From the email inbox:
A writer contends Monday’s “At Large” was “a little harsh” regarding “Arnold Palmer Regional Airport’s need to bribe an airline to offer flights to and from the facility.”
“Especially after seeing the bribes that Pittsburgh International Airport hands out,” he adds.
But government bribes long have been par for the course, reminds this wag with whom I regularly converse.
“I cannot think of any large project in the commonwealth that hasn’t involved a government bribe,” he writes.
“The bribes are a function of the dysfunctional system whereby various levels of government each have their own rules regarding any project that someone wants to pursue.
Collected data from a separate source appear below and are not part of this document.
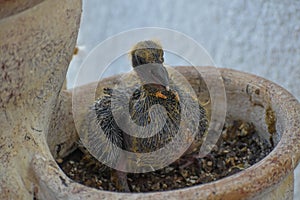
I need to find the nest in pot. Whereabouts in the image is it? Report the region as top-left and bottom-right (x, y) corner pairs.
(58, 40), (274, 192)
(58, 118), (274, 192)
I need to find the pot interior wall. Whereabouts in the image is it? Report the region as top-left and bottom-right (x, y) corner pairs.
(220, 71), (281, 147)
(171, 67), (281, 148)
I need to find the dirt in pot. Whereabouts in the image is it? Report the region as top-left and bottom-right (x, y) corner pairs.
(57, 120), (274, 192)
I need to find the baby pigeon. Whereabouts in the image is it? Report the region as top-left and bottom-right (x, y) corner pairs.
(92, 40), (208, 191)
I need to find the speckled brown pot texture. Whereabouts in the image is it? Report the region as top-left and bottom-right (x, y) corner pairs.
(0, 0), (81, 199)
(43, 66), (300, 200)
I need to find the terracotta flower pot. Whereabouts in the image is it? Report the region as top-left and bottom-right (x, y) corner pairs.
(0, 0), (81, 199)
(43, 66), (300, 200)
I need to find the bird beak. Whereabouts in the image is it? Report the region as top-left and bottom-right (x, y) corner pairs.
(152, 64), (169, 91)
(135, 63), (170, 91)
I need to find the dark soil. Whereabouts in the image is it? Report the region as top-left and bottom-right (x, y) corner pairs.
(58, 120), (274, 192)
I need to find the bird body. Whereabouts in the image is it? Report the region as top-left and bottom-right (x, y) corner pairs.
(88, 40), (208, 191)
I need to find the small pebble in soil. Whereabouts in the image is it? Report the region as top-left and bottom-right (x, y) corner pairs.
(58, 120), (274, 192)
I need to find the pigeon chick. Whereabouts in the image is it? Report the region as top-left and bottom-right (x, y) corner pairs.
(92, 40), (208, 192)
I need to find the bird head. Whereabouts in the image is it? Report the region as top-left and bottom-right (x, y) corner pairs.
(130, 40), (169, 91)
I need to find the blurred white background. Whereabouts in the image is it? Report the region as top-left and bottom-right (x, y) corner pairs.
(67, 0), (300, 198)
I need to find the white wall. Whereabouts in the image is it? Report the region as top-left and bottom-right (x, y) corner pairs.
(67, 0), (300, 198)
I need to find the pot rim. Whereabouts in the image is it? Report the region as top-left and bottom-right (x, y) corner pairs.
(40, 66), (300, 199)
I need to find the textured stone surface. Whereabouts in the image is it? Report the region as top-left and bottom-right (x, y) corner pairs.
(0, 0), (81, 199)
(67, 1), (300, 198)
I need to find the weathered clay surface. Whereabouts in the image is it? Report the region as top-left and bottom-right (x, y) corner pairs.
(45, 66), (300, 200)
(0, 0), (81, 199)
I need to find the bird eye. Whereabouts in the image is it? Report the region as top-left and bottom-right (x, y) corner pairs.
(160, 56), (164, 63)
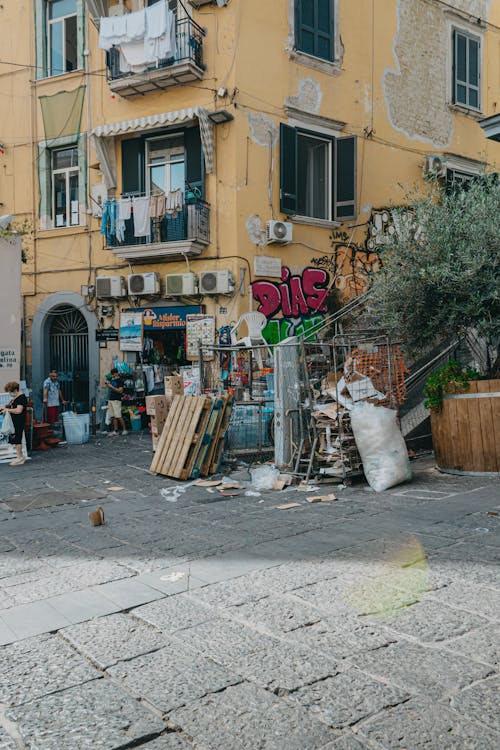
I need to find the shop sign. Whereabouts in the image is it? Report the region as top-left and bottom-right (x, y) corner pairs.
(186, 314), (215, 360)
(119, 312), (143, 352)
(133, 306), (203, 331)
(96, 326), (119, 342)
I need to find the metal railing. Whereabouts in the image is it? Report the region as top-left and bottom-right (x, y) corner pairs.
(108, 199), (210, 247)
(106, 16), (205, 81)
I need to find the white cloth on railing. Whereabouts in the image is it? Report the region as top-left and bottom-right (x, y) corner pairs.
(98, 14), (128, 50)
(118, 197), (132, 220)
(144, 6), (176, 63)
(100, 2), (176, 73)
(132, 196), (151, 237)
(166, 189), (183, 218)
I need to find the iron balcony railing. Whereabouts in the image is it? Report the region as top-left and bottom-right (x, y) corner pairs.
(106, 16), (205, 81)
(108, 199), (210, 248)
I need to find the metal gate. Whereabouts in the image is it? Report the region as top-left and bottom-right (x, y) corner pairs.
(49, 307), (89, 409)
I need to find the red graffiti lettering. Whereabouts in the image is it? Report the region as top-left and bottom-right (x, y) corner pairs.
(252, 267), (331, 320)
(251, 281), (281, 317)
(302, 268), (329, 312)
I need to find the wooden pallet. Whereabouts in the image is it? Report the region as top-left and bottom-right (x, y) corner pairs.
(188, 396), (225, 479)
(208, 396), (234, 475)
(150, 395), (213, 479)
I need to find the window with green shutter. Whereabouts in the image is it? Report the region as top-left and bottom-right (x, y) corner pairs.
(452, 29), (481, 110)
(295, 0), (335, 63)
(280, 123), (356, 221)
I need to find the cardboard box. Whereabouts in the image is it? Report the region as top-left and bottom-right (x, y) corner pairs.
(146, 394), (169, 417)
(150, 413), (167, 436)
(164, 375), (184, 397)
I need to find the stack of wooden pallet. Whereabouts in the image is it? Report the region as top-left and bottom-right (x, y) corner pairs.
(150, 394), (233, 479)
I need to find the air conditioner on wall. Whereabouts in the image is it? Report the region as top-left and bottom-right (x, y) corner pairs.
(95, 276), (126, 299)
(266, 220), (293, 244)
(423, 154), (447, 179)
(199, 270), (235, 295)
(127, 272), (160, 296)
(165, 273), (198, 297)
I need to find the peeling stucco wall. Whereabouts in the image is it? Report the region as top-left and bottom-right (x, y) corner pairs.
(383, 0), (491, 148)
(285, 78), (323, 114)
(245, 215), (267, 246)
(247, 113), (279, 147)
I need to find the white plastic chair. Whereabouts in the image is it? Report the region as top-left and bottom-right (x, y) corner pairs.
(230, 311), (270, 368)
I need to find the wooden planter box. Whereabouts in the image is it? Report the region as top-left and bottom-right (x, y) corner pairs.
(430, 379), (500, 475)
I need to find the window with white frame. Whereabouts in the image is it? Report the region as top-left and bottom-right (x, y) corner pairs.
(147, 135), (186, 197)
(452, 28), (481, 110)
(52, 146), (79, 227)
(280, 123), (356, 222)
(47, 0), (78, 76)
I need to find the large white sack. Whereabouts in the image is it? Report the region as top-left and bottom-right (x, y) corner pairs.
(350, 402), (411, 492)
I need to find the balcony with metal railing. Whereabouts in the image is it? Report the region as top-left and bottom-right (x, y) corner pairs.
(108, 198), (210, 261)
(106, 16), (205, 97)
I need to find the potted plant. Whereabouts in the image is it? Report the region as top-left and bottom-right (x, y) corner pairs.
(369, 178), (500, 474)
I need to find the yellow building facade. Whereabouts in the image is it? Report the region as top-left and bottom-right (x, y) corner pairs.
(1, 0), (499, 411)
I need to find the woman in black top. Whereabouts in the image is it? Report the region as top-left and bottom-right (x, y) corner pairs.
(1, 381), (27, 466)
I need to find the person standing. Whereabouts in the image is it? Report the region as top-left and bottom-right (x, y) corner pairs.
(106, 367), (128, 436)
(43, 370), (67, 424)
(1, 381), (27, 466)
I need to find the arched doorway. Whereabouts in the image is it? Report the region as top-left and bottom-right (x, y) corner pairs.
(49, 306), (89, 408)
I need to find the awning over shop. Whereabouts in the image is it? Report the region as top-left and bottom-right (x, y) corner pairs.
(479, 113), (500, 142)
(91, 105), (214, 188)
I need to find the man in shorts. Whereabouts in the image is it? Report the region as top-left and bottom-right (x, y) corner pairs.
(43, 370), (67, 424)
(106, 368), (128, 436)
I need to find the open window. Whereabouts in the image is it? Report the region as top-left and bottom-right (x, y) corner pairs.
(280, 123), (356, 222)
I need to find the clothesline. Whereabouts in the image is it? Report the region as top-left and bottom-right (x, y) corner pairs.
(101, 190), (185, 243)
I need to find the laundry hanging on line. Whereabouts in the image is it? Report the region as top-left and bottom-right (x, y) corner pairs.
(98, 1), (177, 74)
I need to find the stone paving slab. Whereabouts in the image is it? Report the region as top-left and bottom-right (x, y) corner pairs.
(440, 624), (500, 668)
(107, 642), (240, 714)
(135, 736), (194, 749)
(352, 641), (494, 699)
(228, 640), (339, 693)
(228, 594), (323, 633)
(169, 682), (336, 750)
(0, 633), (99, 707)
(357, 697), (499, 749)
(0, 728), (17, 750)
(178, 617), (279, 666)
(61, 612), (167, 669)
(289, 668), (409, 729)
(426, 580), (500, 621)
(132, 593), (216, 634)
(447, 676), (500, 734)
(377, 597), (488, 642)
(0, 599), (72, 641)
(3, 488), (107, 512)
(288, 614), (396, 660)
(46, 588), (121, 623)
(7, 678), (166, 750)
“Pennsylvania’s answer to streamline the process is to add an additional layer of government functionaries to guide people through the byzantine regulatory process.
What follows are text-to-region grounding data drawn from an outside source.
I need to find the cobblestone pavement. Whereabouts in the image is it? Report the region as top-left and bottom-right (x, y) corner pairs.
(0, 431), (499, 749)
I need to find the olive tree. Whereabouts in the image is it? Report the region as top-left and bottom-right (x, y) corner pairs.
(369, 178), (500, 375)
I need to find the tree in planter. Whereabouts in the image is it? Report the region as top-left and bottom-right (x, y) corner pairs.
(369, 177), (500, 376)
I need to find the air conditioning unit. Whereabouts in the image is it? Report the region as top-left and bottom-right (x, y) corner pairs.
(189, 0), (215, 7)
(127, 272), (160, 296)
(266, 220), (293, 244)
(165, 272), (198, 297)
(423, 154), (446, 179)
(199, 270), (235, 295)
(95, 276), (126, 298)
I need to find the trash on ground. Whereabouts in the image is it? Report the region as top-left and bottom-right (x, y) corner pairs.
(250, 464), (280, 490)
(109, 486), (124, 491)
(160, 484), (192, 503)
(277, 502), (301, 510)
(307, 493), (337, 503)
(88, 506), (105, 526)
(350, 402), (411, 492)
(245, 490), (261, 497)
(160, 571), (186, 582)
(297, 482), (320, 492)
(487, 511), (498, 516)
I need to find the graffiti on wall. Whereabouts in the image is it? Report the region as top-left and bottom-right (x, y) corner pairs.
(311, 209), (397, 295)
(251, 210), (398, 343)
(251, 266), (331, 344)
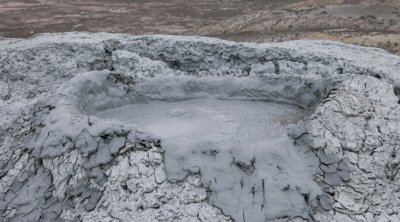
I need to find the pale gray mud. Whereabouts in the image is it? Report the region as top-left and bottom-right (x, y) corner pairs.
(97, 99), (317, 220)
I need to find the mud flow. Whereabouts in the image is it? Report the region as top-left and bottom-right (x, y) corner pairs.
(97, 99), (320, 221)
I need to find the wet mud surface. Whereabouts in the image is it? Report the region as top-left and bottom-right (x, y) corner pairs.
(97, 95), (316, 222)
(97, 99), (308, 142)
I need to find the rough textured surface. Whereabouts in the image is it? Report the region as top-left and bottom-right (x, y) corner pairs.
(0, 32), (400, 221)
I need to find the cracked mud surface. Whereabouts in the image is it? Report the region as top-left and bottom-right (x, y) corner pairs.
(0, 32), (400, 221)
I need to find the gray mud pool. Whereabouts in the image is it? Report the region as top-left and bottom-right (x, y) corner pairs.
(97, 99), (322, 221)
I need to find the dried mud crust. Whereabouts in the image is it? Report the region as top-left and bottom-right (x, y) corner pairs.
(0, 33), (400, 221)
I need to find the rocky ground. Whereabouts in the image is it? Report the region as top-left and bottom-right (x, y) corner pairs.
(0, 0), (399, 56)
(0, 0), (302, 38)
(186, 0), (400, 56)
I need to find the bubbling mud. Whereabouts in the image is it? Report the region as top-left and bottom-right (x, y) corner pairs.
(97, 99), (308, 144)
(97, 99), (322, 221)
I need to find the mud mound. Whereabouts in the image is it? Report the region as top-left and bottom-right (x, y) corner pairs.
(0, 33), (400, 221)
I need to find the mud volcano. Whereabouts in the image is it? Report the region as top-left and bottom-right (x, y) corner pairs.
(1, 33), (400, 222)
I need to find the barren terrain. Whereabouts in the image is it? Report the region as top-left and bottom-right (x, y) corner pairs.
(0, 0), (399, 55)
(187, 0), (400, 56)
(0, 0), (302, 38)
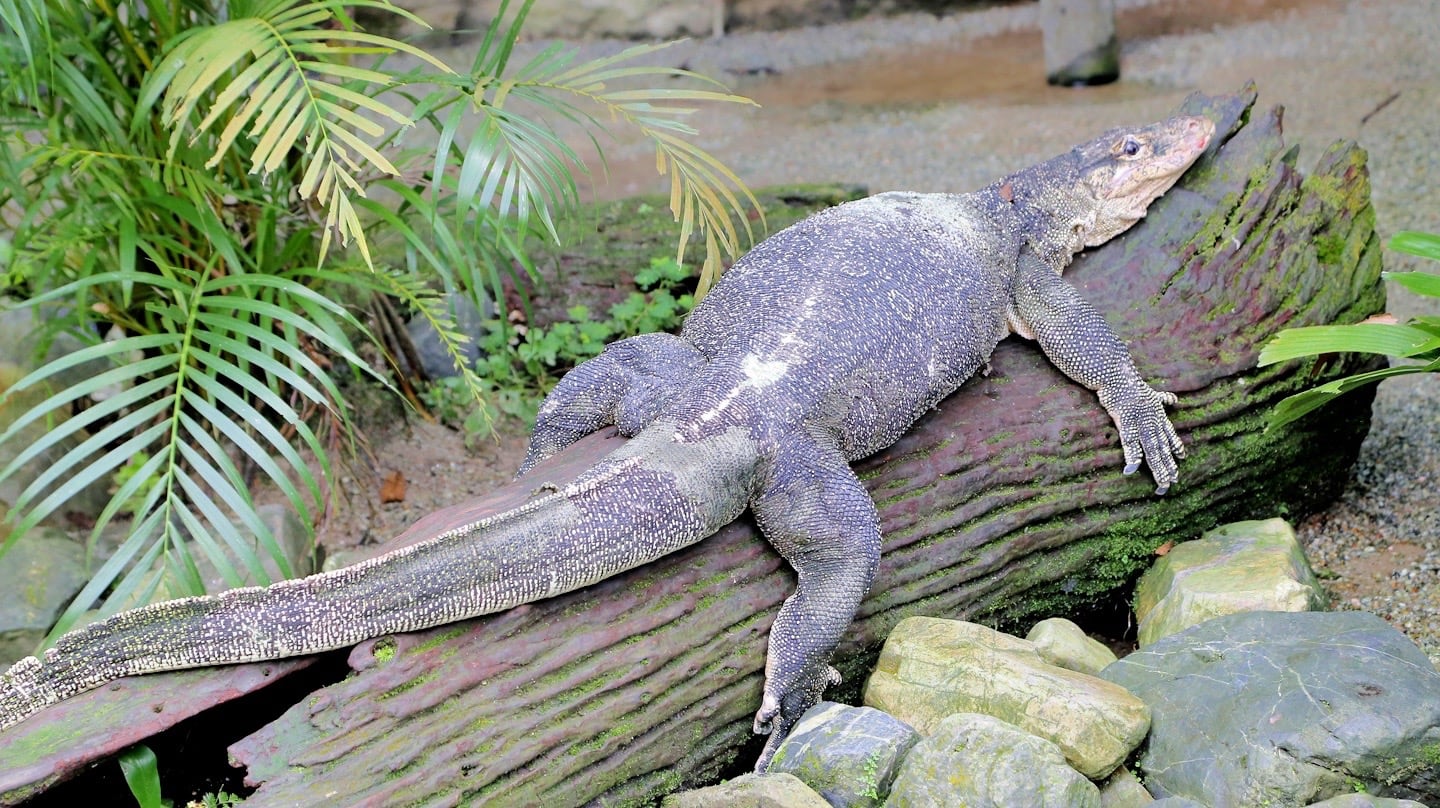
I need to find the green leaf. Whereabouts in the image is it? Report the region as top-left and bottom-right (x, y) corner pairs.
(1390, 231), (1440, 263)
(1257, 323), (1440, 365)
(1268, 359), (1439, 430)
(1384, 270), (1440, 299)
(118, 744), (166, 808)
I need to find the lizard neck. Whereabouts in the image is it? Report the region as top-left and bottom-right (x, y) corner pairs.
(984, 151), (1099, 272)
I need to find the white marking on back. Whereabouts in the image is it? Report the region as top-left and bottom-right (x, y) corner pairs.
(697, 353), (790, 424)
(742, 354), (788, 387)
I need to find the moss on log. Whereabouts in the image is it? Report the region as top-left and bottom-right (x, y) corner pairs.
(0, 87), (1385, 806)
“Things are so unnecessarily complex here that, for example, you need an occupancy permit, not just for a facility; you also need an additional occupancy permit to put in a curb cut to provide ingress and egress to an establishment,” he says.
My faithful correspondent recounts how when he lived in Houston (Texas) many decades ago, they had no zoning regulations. “They handled everything through deed covenants. Developers knew up front the restrictions that they faced,” he says.
“Meanwhile, back here, my local municipality decided to replace some park benches in the municipal parks. They filled out a Department of Conservation and Natural Resources grant form to pay for them.
“The funding for park improvement projects is provided by a tipping fee that is levied on garbage trucks that empty their loads at Pennsylvania landfills. Needless to say, the approval processes take time and in the business world time is money. Then they wonder why it takes forever to get anything done around here.
“Of course, the politicians are very quick to show up with shovels and scissors, crowing about how the project would have never gotten done without them,” the wag says.
“Our current governor loves publicizing his ability to hand out other people’s money. He has an entire staff devoted to making him look good.”
But, “What the politicians don’t discuss is all the projects that never get done because of the archaic approval processes required to make anything happen.”